Don't Worry Be Faithful

Therefore do not worry about tomorrow, for tomorrow will worry about itself. Each day has enough trouble of its own. (Matthew 6:34 NIV)
There’s a lot going on in America and the world that has me deeply worried. I was telling a friend that I really don’t want to live through an economic depression or a war or an authoritarian government. War is far away until it’s not—just ask Ukraine.
My friend replied, “You’re thinking about the bad things without knowing what God’s grace would be in that situation. But we as humans can’t predict what his grace would be, thus we are thinking ahead and seeing only bad. Of course we don’t want that!”
What is worrying? It’s when you imagine the future and feel stress or concern about it now. Thinking about the future isn’t wrong by itself; we are wise to see if we can take steps in the present to improve future outcomes. But if, after we’ve done all we can do to prepare wisely, we still focus on the negative, thereby making our present miserable as well—that’s worrying.
I admit, however, that Jesus’ command has always struck me as easier said than done. Of course I know I shouldn’t worry, but how do I stop?
I have to remember that I have incomplete information. No matter what the future holds, God will also put good things there.

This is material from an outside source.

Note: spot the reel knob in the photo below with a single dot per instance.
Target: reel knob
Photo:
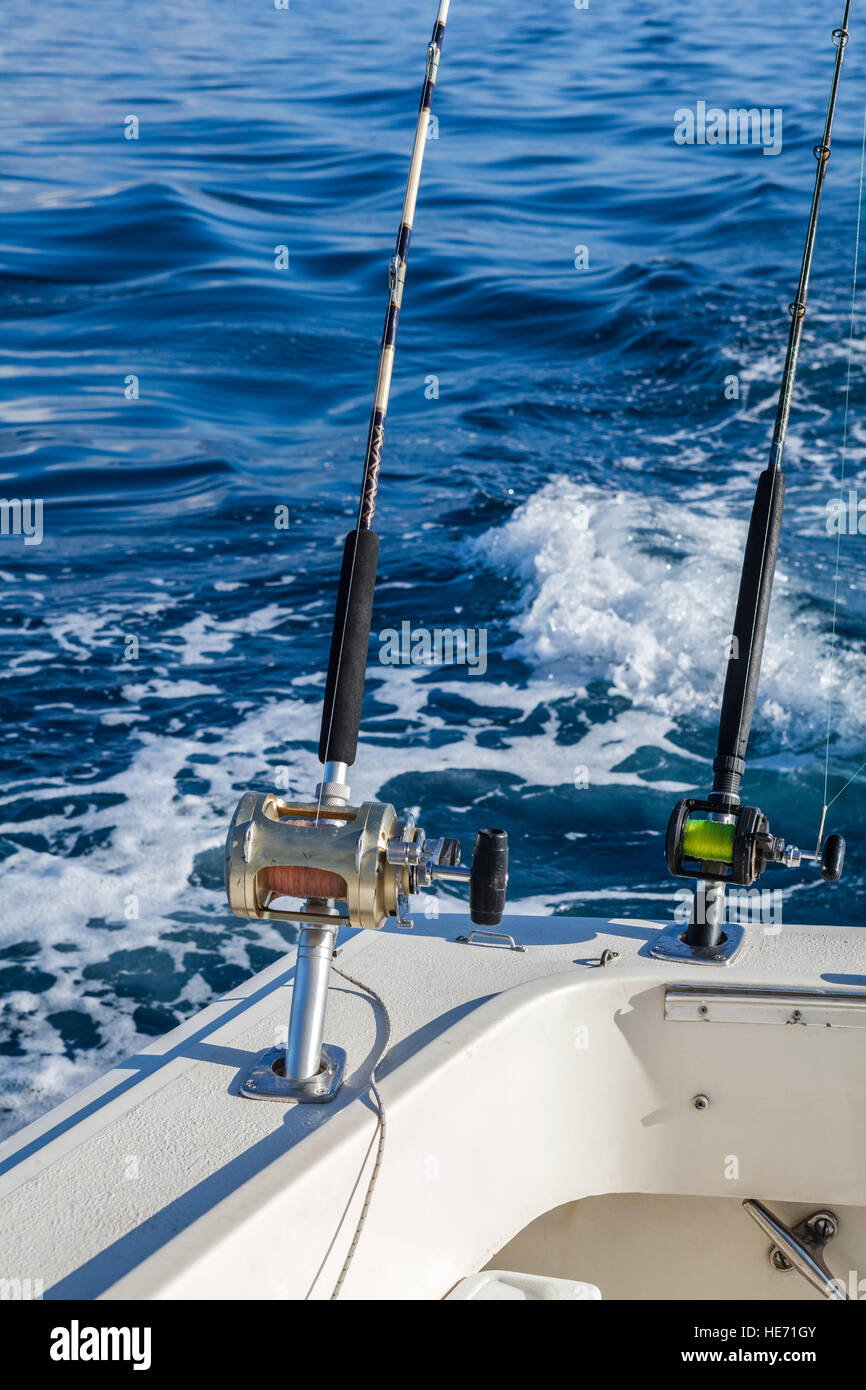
(833, 858)
(488, 877)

Just because I don’t know what the good thing will be—can’t even imagine what it could be—doesn’t mean it won’t be there.
Clearly, bad things do happen. However, God will help us each day to get through that day. That’s one aspect of “give us this day our daily bread.” We don’t need grace for tomorrow, because we’re not there yet.
That’s still a struggle for me. I literally can’t imagine how I would be OK in, say, a war zone. That’s why we have to “live by faith and not by sight.” We can easily picture all the bad things, but the good things are greater than we can conceive of. Instead, I should focus on the past—specifically, times I’ve seen God work things out. Times that seemed awful but turned out better than I could hope for.
Because that’s vague, maybe an example will help, because I have seen it clearly work out once in my life. Before I met my husband, I was dating someone else. He was a truly decent guy, and when he ended the relationship (that sounds so much nicer than “dumped me”!), I was utterly heartbroken. But if I hadn’t had the experience of a good relationship with a guy who still wasn’t great for me, I would never have recognized how much better suited for me my now-husband is as a life partner. I really wish I could have avoided the heartbreak, but perhaps I couldn’t have learned that lesson any other way, at least not in a fallen world.
Though I don’t believe all suffering is for the purpose of teaching us, I do know that if something bad happens, God will meet us there and teach us in and through it.